When a business buys a delivery truck for $60,000, it does not receive $60,000 worth of value on the purchase date. It receives value spread over the 5 or 6 years the truck will be in service. Recording the full $60,000 as a year-one expense would make year one look significantly less profitable than it actually is and make subsequent years look more profitable than they are.
Depreciation matches the cost to the periods that benefit from the asset.
Tangible assets with a useful life greater than one year are generally depreciable:
Assets that cannot be depreciated include land, inventory (which is expensed through COGS when sold), and assets used for personal purposes.
Straight-line depreciation is the most common. It spreads the cost evenly across the asset's useful life.
FORMULA
(Cost - Salvage Value) / Useful Life in Years
A $60,000 truck with a $5,000 salvage value and a 5-year useful life: ($60,000 - $5,000) / 5 = $11,000 per year.
Declining balance depreciation front-loads the expense, recognizing more depreciation in early years and less later. The double-declining balance method applies twice the straight-line rate to the remaining book value each year.
Units of production depreciation ties depreciation to actual usage rather than time. Useful for machinery where wear depends on output rather than the calendar.
MACRS (Modified Accelerated Cost Recovery System) is the method required by the IRS for US tax purposes. It uses predetermined recovery periods and methods for different asset classes.
Depreciation applies to tangible assets. Amortization applies the same concept to intangible assets: patents, trademarks, software licenses, and non-compete agreements. The mechanics are identical; the terminology differs based on the type of asset.
Businesses often maintain two depreciation schedules: one for financial reporting (using straight-line or another GAAP method) and one for taxes (using MACRS or Section 179 expensing). The two rarely match. The difference creates a deferred tax liability or asset on the balance sheet.

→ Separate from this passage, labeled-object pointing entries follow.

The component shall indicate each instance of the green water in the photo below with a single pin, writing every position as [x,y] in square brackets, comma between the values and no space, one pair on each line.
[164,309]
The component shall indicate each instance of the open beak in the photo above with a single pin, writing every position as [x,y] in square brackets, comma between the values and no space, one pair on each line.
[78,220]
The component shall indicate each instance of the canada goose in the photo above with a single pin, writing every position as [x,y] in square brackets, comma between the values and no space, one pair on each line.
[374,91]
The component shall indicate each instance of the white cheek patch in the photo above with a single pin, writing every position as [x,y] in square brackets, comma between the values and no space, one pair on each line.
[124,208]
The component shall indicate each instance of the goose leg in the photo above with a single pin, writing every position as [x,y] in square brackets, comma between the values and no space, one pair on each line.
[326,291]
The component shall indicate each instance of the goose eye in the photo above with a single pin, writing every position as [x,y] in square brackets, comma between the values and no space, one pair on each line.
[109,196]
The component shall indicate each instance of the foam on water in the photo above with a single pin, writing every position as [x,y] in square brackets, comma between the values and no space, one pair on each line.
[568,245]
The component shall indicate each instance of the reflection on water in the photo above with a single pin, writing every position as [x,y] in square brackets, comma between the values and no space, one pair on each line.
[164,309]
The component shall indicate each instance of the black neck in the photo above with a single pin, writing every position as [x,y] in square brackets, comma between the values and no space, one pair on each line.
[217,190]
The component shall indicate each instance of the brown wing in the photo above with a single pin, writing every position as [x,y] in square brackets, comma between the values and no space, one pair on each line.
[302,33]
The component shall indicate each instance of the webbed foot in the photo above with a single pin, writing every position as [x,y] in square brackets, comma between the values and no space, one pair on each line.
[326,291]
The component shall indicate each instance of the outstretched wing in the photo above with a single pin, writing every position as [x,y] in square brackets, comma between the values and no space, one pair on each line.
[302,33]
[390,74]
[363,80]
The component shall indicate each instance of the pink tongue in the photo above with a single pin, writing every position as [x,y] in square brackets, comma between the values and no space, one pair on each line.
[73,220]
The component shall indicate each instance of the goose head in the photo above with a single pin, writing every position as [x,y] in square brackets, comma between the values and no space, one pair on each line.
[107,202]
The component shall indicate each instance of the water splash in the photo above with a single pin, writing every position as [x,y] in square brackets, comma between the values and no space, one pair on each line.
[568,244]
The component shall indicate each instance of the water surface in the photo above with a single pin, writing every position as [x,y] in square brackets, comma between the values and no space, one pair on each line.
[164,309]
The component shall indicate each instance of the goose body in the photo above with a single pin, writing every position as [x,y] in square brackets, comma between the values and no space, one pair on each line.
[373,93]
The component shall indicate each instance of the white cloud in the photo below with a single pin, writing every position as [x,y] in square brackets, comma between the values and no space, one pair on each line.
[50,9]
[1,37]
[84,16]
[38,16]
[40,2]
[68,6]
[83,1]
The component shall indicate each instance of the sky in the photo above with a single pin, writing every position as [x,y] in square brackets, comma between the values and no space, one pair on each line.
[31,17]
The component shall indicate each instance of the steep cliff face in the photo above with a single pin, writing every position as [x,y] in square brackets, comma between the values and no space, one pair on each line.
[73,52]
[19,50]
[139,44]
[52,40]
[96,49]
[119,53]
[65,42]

Section 179 allows businesses to expense certain asset purchases in full in the year of purchase rather than depreciating them. Bonus depreciation allows additional first-year deductions. Both can reduce taxable income significantly in high-capital-expenditure years.
A depreciation schedule is a table tracking every depreciable asset, its original cost, its useful life, its accumulated depreciation to date, and its current book value. Keeping this schedule current is essential for accurate financial statements and tax filing.